This project is scraping hotel metadata from booking.com
- OS: Ubuntu 22.04 jammy(on the Windows Subsystem for Linux)
- Kernel: x86_64 Linux 5.15.79.1-microsoft-standard-WSL2
- Shell: bash 5.1.16
- CPU: Intel Core i5-7200U @ 4x 2.712GHz
- GPU: NVIDIA GeForce 940MX
- RAM: 6728MiB / 9886MiB
If you are planning to test this project on your local machine please make sure you have already installed following installations
- pyenv to manage multiple python versions
- poetry to manage 3rd party dependencies properly
- vscode or any text editor
- pre-commit
- Rename html file name. Rename it to Kempinski Hotel Bristol Berlin, Germany - Booking.com.html
- docker (if you are planning to use docker)
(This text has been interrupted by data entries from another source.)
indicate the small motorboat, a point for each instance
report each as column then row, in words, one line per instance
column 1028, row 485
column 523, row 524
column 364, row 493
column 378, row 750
Install Python 3.9.7 and set 3.9.7 default version with pyenv
pyenv install 3.9.7
pyenv global 3.9.7
Set PYTHONPATH otherwise you might receive booking_scraper module is not found error
export PYTHONPATH="$PWD"
- Prepare localhost to run HTML file on local server (you are in project directory) (SWITCH TERMINAL1 - DO NOT CLOSE)
poetry shell
poetry install
python -m http.server
- Go to link booking.com file
- Activate venv and install dependencies (you are in project directory) (SWITCH TERMINAL2)
poetry env use 3.9.7
poetry shell
poetry install
- Set PYTHONPATH otherwise you might receive booking_scraper module is not found error
export PYTHONPATH="$PWD"
- Run booking_scrapper
python entrypoint.py --url="http://localhost:8000/data/Kempinski%20Hotel%20Bristol%20Berlin%2C%20Germany%20-%20Booking.com.html"
- Running unit tests
pytest
- Activate venv and install dependencies (you are in project directory) (TERMINAL1)
poetry env use 3.9.7
poetry shell
poetry install
- Set PYTHONPATH otherwise you might receive booking_scraper module is not found error
export PYTHONPATH="$PWD"
- Run booking_scrapper
python entrypoint.py # variant 1
python entrypoint.py --local-file-path=YOUR_FILE_PATH
- Running unit tests
pytest
- Run docker help to make sure it's accessible (you are in project directory)
- Build image from Dockerfile
docker build -t booking_scraper .
- Run docker container in interactive shell
docker run -it -t booking_scraper /bin/bash
- Run *pwd command to see your working directory
- Run export PYTHONPATH="$PWD" command to set PYTHONPATh
- Run following commands to test
python entrypoint.py --help
python entrypoint.py
pytest .
A CI/CD pipeline is a series of task steps that must be performed in order to deliver a new version of software properly. I've used for code hosting platform GitHub and for CI/CD GitHub Actions. GitHub Actions allow users automate everything within the GitHub flow.
What is our pipeline responsibility ?
- Install Python & Poetry
- Install project dependencies (if install fail task fails)
- Cache project dependencies to speed up workflow
- Code quality check for black formatter (task fail if you did not format with black)
- Running unittest with Pytest Framework
What is default hardware specification of GitHub Runner?
- 2-core CPU (x86_64)
- 7 GB of RAM
- 14 GB of SSD space
- Running booking_scraper on local machine
- Running boooking_scraper running on Docker
- Why Dockerfile has more than one FROM statement ?
The multi-stage build strategy in a Dockerfile is a technique used to create smaller, more efficient Docker images. The strategy involves creating multiple stages in the Dockerfile, each with a specific purpose, and then copying the necessary artifacts from one stage to the next.
- Smaller image size
- Faster build times
- Simplified maintenance
-
Can't we use python string methods instead of regex to find out number in given text?
Both Python string methods and regex have their own advantages and disadvantages, but in my opinion, there are three key factors that should be considered: performance, accuracy, and readability. These factors are important to me because they affect how well the code performs, how precise the results are, and how easy the code is to understand and maintain.
-
Why did I used Pytest Framework instead of unittest ?
- Pytest offers a simpler syntax for writing tests
- Pytest offers many features that make testing easier and more convenient, such as automatic test discovery and fixtures
- Pytest offers more detailed and informative test reporting
-
Why did I used Pydantic
I used Pydantic because it makes data validation easy! With Pydantic, I can define my data models for Hotel metadata using Python classes and add validation rules, such as type constraints and regular expressions, into the model. Its built-in JSON serialization and deserialization make it easy to convert my Python objects to and from JSON
-
Why did I used Typer ?
Using Typer in my project has been incredibly helpful for creating command-line interfaces quickly and easily. Its critical features like parameter type checking and automatic help message generation have saved me a lot of time and made my code much more robust.